Ce n'est sans doute pas tant l'ancrage historique de Connaissance du Monde qui a fait sa notoriété, mais le fait que ces documentaires-conférences ont généralement été des étapes incontournables de nos cursus scolaires, des sorties au cinéma du coin qui, en nous éloignant des classes, ont sans doute suscité bien des vocations, sinon d'explorateurs, au moins de voyageurs.
Ce jeudi 17 novembre Denys Wissler, directeur général de la société parisienne Terres des Mondes, qui exploite cette marque, était de passage à Bordeaux pour expliquer ce qu'elle est devenue, 80 après sa création.
Une marque, Connaissance du Monde qui, dans les années 40 et 50, faute de concurrence TV, a connu un âge d'or désormais révolu. Finalement, après avoir fait une incursion d'une trentaine d'années dans le monde de la presse avec des magazines de type Géo, Connaissance du Monde est presque revenu à ses origines.
Un spectacle vivant qui a pour vedette 45 producteurs, réalisateurs-aventuriers-conférenciers dont certains très connus à l'image d'Antoine, Gonzague Saint-Bris, Jean-Loup Chrétien ou encore les frères Bogdanov.
Connaissance du Monde s'appuie sur un réseau national de 400 bénévoles (en Aquitaine son animation est assurée par les journalistes Freddy Thomelin, délégué régional, et Jean-Louis Lorenzo, correspondant local) pour proposer 4.500 séances annuelles.

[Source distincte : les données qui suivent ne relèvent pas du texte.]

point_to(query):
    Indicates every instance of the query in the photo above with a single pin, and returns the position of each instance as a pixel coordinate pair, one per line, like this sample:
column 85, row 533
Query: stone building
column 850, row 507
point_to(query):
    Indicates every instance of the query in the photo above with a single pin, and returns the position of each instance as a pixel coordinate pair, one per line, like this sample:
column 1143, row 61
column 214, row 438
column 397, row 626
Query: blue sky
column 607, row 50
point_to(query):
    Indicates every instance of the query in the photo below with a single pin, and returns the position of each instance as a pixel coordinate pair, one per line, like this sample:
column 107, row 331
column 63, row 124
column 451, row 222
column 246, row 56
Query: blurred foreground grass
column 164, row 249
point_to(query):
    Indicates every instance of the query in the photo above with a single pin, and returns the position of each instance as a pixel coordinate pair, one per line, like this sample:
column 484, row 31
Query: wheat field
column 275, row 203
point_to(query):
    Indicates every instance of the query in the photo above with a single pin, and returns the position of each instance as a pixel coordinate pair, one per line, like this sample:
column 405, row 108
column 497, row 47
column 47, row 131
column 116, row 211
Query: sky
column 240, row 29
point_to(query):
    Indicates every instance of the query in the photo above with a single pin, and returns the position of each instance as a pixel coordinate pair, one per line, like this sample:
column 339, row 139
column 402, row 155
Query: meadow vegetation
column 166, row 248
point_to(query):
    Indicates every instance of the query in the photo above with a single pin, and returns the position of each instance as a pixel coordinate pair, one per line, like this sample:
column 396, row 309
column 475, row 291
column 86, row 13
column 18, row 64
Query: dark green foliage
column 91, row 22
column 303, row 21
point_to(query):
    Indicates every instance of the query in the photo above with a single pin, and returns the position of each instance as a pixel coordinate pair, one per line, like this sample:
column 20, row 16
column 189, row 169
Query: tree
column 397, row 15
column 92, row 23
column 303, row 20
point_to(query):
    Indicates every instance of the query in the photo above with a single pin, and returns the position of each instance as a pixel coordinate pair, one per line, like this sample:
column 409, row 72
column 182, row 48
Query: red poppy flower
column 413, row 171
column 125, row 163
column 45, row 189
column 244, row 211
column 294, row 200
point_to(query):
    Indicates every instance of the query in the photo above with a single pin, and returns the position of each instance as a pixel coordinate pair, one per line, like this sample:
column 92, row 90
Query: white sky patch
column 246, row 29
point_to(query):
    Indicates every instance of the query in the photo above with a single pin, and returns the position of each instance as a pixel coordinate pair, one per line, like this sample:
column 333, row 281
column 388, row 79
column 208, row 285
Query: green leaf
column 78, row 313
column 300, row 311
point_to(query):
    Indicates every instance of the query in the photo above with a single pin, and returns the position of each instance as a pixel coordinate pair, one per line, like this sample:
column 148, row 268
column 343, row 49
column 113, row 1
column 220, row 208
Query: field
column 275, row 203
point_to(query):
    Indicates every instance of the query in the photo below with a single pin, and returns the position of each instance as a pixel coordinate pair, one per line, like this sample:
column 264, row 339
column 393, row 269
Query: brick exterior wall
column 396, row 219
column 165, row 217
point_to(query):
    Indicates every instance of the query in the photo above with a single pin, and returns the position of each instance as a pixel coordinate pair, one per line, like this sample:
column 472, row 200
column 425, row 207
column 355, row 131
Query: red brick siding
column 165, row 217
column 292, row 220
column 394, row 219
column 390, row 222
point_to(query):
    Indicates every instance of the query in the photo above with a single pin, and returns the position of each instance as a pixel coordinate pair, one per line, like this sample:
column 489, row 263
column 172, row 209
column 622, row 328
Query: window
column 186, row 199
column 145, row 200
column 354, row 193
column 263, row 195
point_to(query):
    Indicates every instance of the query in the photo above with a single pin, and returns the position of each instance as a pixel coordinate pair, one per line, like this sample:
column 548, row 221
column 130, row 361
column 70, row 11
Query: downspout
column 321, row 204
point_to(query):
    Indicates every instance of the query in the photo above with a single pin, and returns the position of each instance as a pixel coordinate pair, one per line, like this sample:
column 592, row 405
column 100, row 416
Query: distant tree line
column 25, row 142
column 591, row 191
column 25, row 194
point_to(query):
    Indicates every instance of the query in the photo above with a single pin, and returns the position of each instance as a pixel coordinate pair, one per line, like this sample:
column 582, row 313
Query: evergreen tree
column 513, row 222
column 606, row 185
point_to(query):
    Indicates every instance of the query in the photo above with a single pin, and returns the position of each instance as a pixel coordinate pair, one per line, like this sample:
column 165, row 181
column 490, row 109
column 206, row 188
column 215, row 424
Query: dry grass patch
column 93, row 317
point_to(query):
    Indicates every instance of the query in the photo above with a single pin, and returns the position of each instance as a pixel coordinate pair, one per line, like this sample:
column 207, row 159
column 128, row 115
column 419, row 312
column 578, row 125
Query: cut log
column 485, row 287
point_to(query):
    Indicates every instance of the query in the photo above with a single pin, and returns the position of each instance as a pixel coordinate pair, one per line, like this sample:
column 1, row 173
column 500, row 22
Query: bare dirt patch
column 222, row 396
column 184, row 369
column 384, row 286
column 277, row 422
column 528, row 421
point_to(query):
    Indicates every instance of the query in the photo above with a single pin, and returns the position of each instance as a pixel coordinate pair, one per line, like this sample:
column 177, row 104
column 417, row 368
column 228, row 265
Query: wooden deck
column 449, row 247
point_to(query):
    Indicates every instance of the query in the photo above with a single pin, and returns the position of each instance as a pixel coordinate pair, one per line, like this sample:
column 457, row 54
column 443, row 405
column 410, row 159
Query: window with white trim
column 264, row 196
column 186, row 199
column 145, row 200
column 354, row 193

Connaissance du Monde organise 4.500 séances annuelles pour environ 65 films haute définition présentés par leurs auteurs en France, au Canada, en Belgique et en Suisse. Le réseau de Connaissance du Monde, qui comprend 400 villes, vend environ 650.000 billets chaque année. Des entrées commercialisées aux alentours de la dizaine d'euros en moyenne.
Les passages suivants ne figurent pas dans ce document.